Germany and India are celebrating 60 years of diplomatic ties. A series of events have been organized to encourage cooperation in different areas such as technology, culture, ecological protection and business.
Robin Mallick was also in charge of the Dresden Film Festival in 2008
The theme of the Indo-German festival is "City Spaces," with a special focus on the "Mobile Space Metro Tour," a unique tour of seven Indian cities based on collaborative work between Indian and German partners.
Deutsche Welle: Why is this festival focusing on city spaces?
Robin Mallick: "Germany and India 2011-2012: Infinite Opportunities" is not just focusing on culture as the case was during the German festival in India, 2000-2001, but also on business, education, politics and science. We had some talks on a topic which would combine all these different themes, but which would be a specific and central topic for India and the major cities. That is why we arrived at city spaces – all the topics refer to urban development, challenges and improvements.

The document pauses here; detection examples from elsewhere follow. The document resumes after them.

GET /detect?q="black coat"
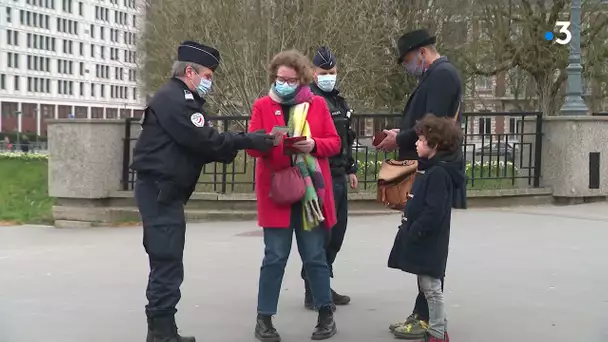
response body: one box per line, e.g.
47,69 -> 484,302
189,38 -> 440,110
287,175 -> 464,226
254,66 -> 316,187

What exactly do you mean by city spaces?
Everything related to urban development, to challenges in the cities, to mobility – all topics which have to do with urban development in different categories. It also means exploring new spaces in cities, for example public spaces, because these have not been explored extensively, particularly for cultural projects. Some activities in the frame of our event will also happen in public spaces.
Do you think there is a lack of public spaces for such festivals in India?
No, not at all. There is a lot of public space. It’s just a matter of using it. The one thing is to make programs more accessible to as many people as possible and a public space of course would be the best option. On the other hand, there are many more options, for example, public art projects, open air concerts, cinema screenings, tours. Most of these are collaborative projects with Indian and German partners.
What do Germany and India aim to achieve from this partnership?
The aim is to find new and additional impulses for Indo-German friendship and cooperation in different fields and to introduce cooperation in fields which have not been explored.
Which fields do you think have not been explored?
Public art – that is not very common. One example is the project called the Yamuna-Elbe. Yamuna, as you may know is the river in Delhi and the Elbe is the dominant river in Hamburg. There are two curators, one based in Hamburg, one in Delhi and they have invited artists from both countries to create art – installations, sculptures or screenings – and to provide their perspective on and perceptions of the rivers and show their importance for the city. This will be in a new format and hopefully we can make new contacts, since there will be an exchange between people and institutions. We hope this will be a start for new collaboration in the years to come.
Which organizations are you collaborating with for the festival?
There are about 300 projects, so there are hundreds of different institutions and even more individuals. That really depends on the fields. We would like to encourage and introduce a broader spectrum of collaborations. Particularly in the fields of science, business and culture there has been a lot of cooperation for at least 50 years. But still, there are some aspects and some formats which deserve to be further explored.
Germany tends to be more interested in Indian civilization, its folklore and so on. Is this festival also looking at exploring commercial interests?
Like I said, there are different areas. So culture will be one, education will be one and politics another, as well as business, if you can say that business equals commercial activities. That is one part. Ecological cooperation is also one important aspect.
What, according to you, is the image of Germany in India and how do you think it is going to change after the festival?
I think the image as such is quite positive but it is focused around specific things like technology and cars. Then there are some individuals who are very well known, and many Indians have ideas about how a typical German may or may not be, about life, about beer, about Oktoberfest. I think there is a set of associations. Of course one aim would be to broaden the aspects that form the image and to have a larger variety, not only of one image, but lots of different images of contemporary Germany. Goethe-Institut is very happy to have Max Mueller as its name in India. He was and is an important person from the 19th century, and also in the 21st century there is a lot that India and Germany can jointly benefit from.
Robin Mallick is the Programmes Director for South Asia at the Goethe-Institut (Max Mueller Bhavan) in New Delhi and is coordinating the "Germany and India Infinite Opportunities 2011-2012" festival.